Norwegian-built ship to be bought for RNZN hydrographic and diving duties

Defence Minister Ron Mark has scored another success at Cabinet, winning approval to buy a new hydrographic and dive ship for the Royal New Zealand Navy.  An 85-metre Norwegian-built multi-role offshore support vessel, the MV Edda Fonn, will replace HMNZS Resolution and HMNZS Manawanui.

The two vessels were decommissioned from the RNZN in 2012 and 2018 respectively, following several decades of service.

The $103m budget covers purchase, modifications and introduction into service. This has been funded through an existing appropriation.

Edda Fonn will be outfitted with the dive and hydrographic systems required by the Defence Force, before being delivered to Devonport Naval Base in May 2019.

Mark reckons Edda Fonn will be a great addition to the Navy. It will meet the government’s needs and be in service three years earlier than a newly built ship. And it will ensure  the current capability gaps for diving and hydrography are filled as quickly as possible, with a proven, well-tested platform.

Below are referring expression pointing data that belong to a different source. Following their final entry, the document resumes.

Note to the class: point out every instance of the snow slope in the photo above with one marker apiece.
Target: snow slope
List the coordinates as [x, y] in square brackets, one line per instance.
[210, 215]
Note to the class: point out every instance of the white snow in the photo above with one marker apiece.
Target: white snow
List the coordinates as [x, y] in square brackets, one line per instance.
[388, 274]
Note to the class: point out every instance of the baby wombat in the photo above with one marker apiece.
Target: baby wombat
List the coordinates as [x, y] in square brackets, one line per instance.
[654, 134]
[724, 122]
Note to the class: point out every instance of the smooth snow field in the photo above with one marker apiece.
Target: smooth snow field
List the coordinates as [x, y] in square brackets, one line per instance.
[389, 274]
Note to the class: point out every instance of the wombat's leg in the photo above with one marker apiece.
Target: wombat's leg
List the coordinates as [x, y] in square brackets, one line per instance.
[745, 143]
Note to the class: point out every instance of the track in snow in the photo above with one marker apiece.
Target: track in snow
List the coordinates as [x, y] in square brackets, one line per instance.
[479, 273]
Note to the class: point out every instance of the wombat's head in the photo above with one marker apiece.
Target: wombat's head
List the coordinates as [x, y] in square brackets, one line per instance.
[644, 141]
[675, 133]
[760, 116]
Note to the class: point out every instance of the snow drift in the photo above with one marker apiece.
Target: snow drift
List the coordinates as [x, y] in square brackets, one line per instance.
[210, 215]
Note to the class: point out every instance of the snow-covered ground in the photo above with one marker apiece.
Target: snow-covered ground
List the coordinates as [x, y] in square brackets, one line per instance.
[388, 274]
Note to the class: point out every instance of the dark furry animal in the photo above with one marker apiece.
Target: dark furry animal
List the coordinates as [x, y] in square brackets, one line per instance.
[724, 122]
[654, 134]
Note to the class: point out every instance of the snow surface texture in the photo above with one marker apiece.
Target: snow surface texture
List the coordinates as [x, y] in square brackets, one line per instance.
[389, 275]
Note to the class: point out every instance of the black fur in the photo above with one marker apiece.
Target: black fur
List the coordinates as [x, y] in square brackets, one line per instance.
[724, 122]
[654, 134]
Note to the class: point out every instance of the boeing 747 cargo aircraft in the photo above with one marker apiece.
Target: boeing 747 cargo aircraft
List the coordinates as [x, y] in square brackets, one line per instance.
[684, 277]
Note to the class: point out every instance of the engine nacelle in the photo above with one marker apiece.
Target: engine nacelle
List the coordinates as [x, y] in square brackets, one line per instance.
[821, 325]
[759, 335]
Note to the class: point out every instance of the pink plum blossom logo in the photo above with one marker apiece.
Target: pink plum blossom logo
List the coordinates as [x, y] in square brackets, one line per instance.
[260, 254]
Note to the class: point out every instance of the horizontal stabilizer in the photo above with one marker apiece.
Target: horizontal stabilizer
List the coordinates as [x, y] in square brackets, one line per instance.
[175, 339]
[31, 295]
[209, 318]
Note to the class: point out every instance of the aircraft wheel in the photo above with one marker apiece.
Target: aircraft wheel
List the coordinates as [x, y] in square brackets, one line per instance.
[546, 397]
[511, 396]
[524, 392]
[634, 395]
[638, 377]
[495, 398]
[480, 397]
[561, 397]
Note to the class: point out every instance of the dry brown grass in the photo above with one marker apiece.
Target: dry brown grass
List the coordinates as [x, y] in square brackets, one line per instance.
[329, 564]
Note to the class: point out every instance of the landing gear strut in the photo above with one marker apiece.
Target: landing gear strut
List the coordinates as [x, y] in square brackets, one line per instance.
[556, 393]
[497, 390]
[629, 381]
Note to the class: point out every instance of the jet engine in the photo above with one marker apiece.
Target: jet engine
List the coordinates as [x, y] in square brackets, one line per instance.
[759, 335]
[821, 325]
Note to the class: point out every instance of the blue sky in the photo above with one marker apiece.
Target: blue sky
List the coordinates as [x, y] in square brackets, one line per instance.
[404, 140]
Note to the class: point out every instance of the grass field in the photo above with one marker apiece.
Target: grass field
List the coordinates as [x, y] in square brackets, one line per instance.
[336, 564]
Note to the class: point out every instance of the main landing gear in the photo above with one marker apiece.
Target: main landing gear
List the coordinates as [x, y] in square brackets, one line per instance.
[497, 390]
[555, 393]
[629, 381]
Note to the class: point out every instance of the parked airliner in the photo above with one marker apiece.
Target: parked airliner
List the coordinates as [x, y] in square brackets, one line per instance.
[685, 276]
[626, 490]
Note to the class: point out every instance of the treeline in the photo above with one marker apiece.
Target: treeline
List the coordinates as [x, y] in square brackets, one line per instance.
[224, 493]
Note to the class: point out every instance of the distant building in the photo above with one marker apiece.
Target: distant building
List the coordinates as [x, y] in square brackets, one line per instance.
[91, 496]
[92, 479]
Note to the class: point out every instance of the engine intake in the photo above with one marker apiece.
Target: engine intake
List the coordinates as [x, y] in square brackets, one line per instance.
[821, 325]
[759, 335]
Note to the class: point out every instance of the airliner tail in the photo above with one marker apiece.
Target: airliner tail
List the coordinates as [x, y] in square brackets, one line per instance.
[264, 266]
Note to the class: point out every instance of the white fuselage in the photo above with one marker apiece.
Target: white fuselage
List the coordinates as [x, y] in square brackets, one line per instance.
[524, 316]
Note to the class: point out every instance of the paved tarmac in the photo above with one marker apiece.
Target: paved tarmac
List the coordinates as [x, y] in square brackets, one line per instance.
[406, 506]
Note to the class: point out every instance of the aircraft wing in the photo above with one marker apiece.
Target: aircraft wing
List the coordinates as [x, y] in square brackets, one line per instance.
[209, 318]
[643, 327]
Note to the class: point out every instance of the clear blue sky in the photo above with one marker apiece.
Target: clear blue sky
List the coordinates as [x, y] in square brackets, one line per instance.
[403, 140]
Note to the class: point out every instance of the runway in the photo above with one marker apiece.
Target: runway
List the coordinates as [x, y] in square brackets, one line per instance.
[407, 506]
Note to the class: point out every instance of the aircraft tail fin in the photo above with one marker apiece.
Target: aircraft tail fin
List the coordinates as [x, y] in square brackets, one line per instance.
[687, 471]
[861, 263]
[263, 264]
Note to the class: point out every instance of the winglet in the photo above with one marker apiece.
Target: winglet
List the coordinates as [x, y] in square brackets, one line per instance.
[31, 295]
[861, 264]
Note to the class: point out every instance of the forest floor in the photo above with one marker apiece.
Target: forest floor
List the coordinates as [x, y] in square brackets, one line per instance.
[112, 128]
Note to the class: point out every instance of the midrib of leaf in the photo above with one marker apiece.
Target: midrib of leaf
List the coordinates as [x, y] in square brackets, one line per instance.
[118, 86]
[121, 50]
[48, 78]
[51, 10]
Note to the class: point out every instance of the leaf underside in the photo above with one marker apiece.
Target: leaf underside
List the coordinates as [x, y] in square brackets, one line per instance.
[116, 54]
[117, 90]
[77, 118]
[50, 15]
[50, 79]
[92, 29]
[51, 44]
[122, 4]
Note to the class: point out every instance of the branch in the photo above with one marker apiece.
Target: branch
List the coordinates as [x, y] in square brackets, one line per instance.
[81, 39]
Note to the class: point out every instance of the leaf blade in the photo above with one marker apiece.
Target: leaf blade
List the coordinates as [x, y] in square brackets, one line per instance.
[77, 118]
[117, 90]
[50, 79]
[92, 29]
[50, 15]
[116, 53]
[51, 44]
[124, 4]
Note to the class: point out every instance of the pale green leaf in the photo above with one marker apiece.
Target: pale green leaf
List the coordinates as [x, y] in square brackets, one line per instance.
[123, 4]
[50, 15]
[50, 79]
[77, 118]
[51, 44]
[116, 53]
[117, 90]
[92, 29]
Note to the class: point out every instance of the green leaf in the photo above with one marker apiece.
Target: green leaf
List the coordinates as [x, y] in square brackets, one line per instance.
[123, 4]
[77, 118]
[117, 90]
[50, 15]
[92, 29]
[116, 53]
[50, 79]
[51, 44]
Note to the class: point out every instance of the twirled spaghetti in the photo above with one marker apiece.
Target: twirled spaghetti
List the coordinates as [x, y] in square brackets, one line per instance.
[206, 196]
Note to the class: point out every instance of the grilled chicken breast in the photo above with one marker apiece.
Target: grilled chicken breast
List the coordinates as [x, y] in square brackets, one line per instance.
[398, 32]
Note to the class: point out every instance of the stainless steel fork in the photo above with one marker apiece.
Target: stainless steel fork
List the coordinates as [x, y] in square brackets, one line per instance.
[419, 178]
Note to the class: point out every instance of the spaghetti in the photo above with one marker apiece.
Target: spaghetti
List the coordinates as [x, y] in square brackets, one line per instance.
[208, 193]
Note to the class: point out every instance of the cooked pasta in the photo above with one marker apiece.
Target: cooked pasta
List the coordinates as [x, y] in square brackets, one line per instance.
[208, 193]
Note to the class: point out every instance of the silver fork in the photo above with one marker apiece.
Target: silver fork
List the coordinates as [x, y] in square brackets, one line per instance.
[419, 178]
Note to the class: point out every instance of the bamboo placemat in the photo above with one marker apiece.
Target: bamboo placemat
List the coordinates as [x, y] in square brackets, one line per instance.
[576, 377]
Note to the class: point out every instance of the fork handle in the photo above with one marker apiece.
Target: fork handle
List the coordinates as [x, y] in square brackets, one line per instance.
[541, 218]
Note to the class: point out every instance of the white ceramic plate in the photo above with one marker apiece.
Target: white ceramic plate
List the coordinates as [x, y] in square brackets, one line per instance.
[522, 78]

Navy specialist divers and hydrographers provide vital services to NZ, the Pacific, and our partners, he says.  In recent years this has included undertaking underwater search and rescue with the NZ Police, surveying the seabed following the Kaikoura earthquake, or removing unexploded historical ordnance in the Pacific islands.

Defence officials identified the Edda Fonn vessel, owned and operated by Norwegian company Østensjø Rederi, as the most suitable option from an initial list of over 150 offshore and subsea support vessels.  Mark says  they subjected the Edda Fonn to considerable scrutiny ahead of purchase.

The government has been assured by independent experts  it is in excellent condition, and will handle well in the operations the Defence Force require.

The modern design and systems of the dive and hydrographic vessel will provide improved capacity, speed, safety, and capability over the previous vessels. Some of these new and enhanced capabilities include a 100t salvage crane, a remotely operated vehicle and a contemporary dynamic positioning system, which will allow the Navy’s specialist divers to achieve greater levels of effectiveness and safety, in a greater range of conditions.

The vessel generally operates in the North Sea, and is under lease until the end of 2018, following which the modification process will begin.

Once delivered, final modifications will be undertaken in NZ. It is expected that New Zealand industry will be involved in this part of the project.

The ship is expected to be in service with the Navy by November 2019.

UPDATE:  National’s Defence spokesperson, Mark Mitchell, is less enthused. He says Ron Mark and his NZ First colleagues are doing something they criticised in opposition and are making compromise purchases of defence assets that weren’t built to do the jobs expected of them.

The 85 metre Norwegian vessel Edda Fonn will come to the RNZN already 15 years old, Mitchell said.  It is a survey and light construction ship, not the dive, hydrographic and mine clearance vessel approved for purchase in 2016. And the Government will need to retrofit it at an as-yet unspecified further cost to taxpayers on top of the $103m purchase price.  He called on Mark to explain how much this process will cost, and whether all the specifications in the business case approved in 2016 will be fitted to the Edda Fonn.

4 thoughts on “Norwegian-built ship to be bought for RNZN hydrographic and diving duties

  1. Have we not seen before second hand ships re-purposed from a civilian role into military applications? And, without exception these have been bad choices and shocking investments. There will be sailors, now in the senior ranks of the Navy who recall the purchase (against expert advice) of the Ro-Ro Continental Queen II in 1994 as a heavy lift ship. After modifications the ship entered service as HMNZS Charles Upham – following only two (disastrous) voyages she was tied up alongside and never used again – chartered in 1998 to a Spanish firm to cart citrus in the Mediterranean and sold in 2001. The Government commissioned a new build and HMNZS Canterbury entered service in 2007.

    Why do they think this time it will be different?

    What’s that definition of madness….?


    1. Come on lessons have been learnt, what was the old Manawanui? it served the Royal New Zealand Navy well and was a second hand ship not purpose built. Sure HMNZS Charles Upham was a second hand build ship and your comments are valid, however the Royal New Zealand Navy has come along way since then and remember it is not them who purchased CU it was the MOD. The purpose built ships I’m sure have had their own problems as well like any other thing. Obviously a disgruntled ex NCO with a axe to grind. Up sprits have another tot.


  2. Think you should check your history.
    Canterbury was hardly an instant success.
    The last dive support ship was an ex MV and served for years with no problems.
    The fact that the Charles Upham was sold for more service is tellling in that the ship itself was not a problem.


    1. On your analysis the RNZN or NZDF should enter the ship refurbishment business – refurbish old ships for profitable resale?

      HMNZS Manawanui was always a dive support ship.